Anyone who has bought a prospecting list knows the common drawbacks, such as discovering that some of the people on the list moved on to other jobs months ago. We prefer to take a different, more customized approach. First I like to ask our clients, "Who are your top 20 dream customers?" A list of the top 20 is enough to get your arms around, and gives you some options if the top three or four don't pan out. But naming companies you’d like to do business with is just the beginning. You have to think about WHY they are important to you, and why they would need your service if they knew about you.
If you don't already have a ‘wish list’ of potential clients, search LinkedIn for companies in your sector, within a reasonable radius, and with job titles that dovetail with your product or service offering. Job boards and websites like glassdoor.com can help reveal specific opportunities, as well as how the company describes its own needs.
TO WHOM IT MAY CONCERN?
Having identified your potential customers by industry or organization, next think about who would be the best contact in each organization to connect with. Is it someone in HR? The CFO? Project management, perhaps? This is where your homework will yield vital insights, and is an important factor in distinguishing which bird gets the worm, when it comes to business development.

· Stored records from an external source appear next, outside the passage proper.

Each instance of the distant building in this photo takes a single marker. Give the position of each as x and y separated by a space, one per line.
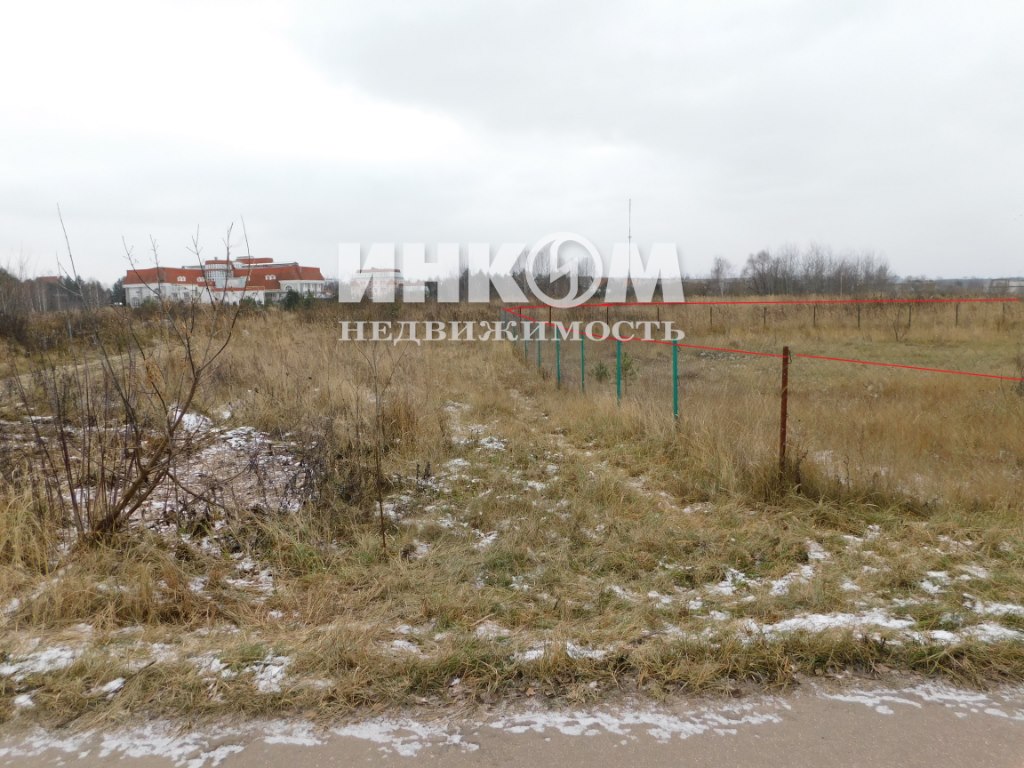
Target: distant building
1011 286
263 281
377 284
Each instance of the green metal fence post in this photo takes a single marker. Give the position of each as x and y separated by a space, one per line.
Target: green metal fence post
583 364
558 364
619 370
675 381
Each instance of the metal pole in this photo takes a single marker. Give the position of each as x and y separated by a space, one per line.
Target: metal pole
558 364
583 364
785 408
619 371
675 381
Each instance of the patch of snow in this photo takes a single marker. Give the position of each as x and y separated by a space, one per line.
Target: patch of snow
404 737
491 631
269 673
40 663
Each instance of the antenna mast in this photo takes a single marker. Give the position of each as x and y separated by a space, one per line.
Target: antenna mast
629 226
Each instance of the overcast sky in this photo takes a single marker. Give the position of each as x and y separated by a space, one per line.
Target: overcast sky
894 127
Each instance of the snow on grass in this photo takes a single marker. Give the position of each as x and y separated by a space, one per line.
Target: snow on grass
269 674
992 608
491 631
40 663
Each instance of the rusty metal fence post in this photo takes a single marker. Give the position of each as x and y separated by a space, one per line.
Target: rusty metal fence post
784 413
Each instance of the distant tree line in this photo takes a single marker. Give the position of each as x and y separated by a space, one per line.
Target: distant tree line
815 269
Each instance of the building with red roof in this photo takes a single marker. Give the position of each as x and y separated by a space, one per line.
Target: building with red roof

Sounds obvious perhaps, but the company website is another great resource to explore. It will help you get familiar with the company's culture, and you'll be able to speak their language on the first contact. Along with contact info, the website often lists key personnel with short biographies, from which you can find commonalities. It might even tip you off to some of the company's imminent needs. See what kinds of job openings they are seeking to fill, or any big projects or technology directions they have announced in a company newsletter, blog or annual report.
When you give them your introductory pitch, you can make it relevant by referencing that new project they are launching, or the CEO’s directive to relocate to larger quarters.

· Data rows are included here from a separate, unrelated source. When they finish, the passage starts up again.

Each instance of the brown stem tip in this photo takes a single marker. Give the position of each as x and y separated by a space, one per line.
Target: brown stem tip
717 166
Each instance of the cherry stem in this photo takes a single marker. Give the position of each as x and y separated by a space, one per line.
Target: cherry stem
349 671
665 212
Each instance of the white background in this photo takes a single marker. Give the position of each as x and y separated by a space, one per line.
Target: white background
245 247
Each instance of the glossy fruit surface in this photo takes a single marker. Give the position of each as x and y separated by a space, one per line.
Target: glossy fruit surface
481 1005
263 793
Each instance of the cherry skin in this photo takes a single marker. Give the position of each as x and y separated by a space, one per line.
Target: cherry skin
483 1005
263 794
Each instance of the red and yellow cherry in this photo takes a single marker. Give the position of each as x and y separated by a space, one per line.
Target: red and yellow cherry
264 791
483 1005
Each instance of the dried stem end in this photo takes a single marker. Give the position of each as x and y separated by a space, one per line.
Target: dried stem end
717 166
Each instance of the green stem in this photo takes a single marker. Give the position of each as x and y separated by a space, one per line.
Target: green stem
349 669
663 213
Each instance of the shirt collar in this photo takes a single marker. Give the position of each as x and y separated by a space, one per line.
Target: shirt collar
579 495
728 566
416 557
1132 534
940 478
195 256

Equally applicable when meeting face-to-face, starting with a relevant and timely comment, such as ‘Congratulations on ringing the opening bell at NASDAQ last week!” shows you’re on top of their market, news and happenings, and can help establish trust and respect from the outset.

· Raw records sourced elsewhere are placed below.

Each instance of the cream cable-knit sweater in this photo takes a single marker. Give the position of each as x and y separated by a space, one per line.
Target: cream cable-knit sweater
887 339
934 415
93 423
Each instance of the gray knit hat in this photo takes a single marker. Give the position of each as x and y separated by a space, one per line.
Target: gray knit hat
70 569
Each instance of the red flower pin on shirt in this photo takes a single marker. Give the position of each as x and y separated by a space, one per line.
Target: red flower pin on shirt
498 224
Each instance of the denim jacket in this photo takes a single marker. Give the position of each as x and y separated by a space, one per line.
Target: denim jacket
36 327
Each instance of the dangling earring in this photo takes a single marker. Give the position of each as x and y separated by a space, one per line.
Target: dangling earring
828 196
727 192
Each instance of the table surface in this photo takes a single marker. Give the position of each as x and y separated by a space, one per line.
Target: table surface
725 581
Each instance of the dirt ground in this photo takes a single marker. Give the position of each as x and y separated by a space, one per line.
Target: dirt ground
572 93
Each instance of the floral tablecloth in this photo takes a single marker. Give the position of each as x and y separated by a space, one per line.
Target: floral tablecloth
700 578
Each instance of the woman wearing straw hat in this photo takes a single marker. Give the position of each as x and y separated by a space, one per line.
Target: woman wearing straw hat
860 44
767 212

All of this is public-facing information that the company and the executives have posted about themselves, so make the most use of it.
START AT THE TOP
Always aim as high on the organizational chart as you can. I always prefer to start with the top executive. If she or he directs you to talk with someone lower down, that's great. There's no better introduction than, "Your CFO, (mention name) suggested I discuss with you the initiative to______. We’ve been following your work on _______ and would like to meet".
Once you have developed your short list of names, you need some way to track and manage it. Who has been called? Who made that call? What was the response? When is the next touch-point, and what is the next achievable goal? We love the HubSpot platform for this purpose, but there are others.
Of course, execution is everything. It takes the confidence of an experienced professional to build and research the list, manage it well and especially to set the right tone and content when making that initial contact.
If this all sounds like a lot more work than buying a prospecting list, well, frankly... it is. But, as our clients will testify, it’s also a great deal more effective.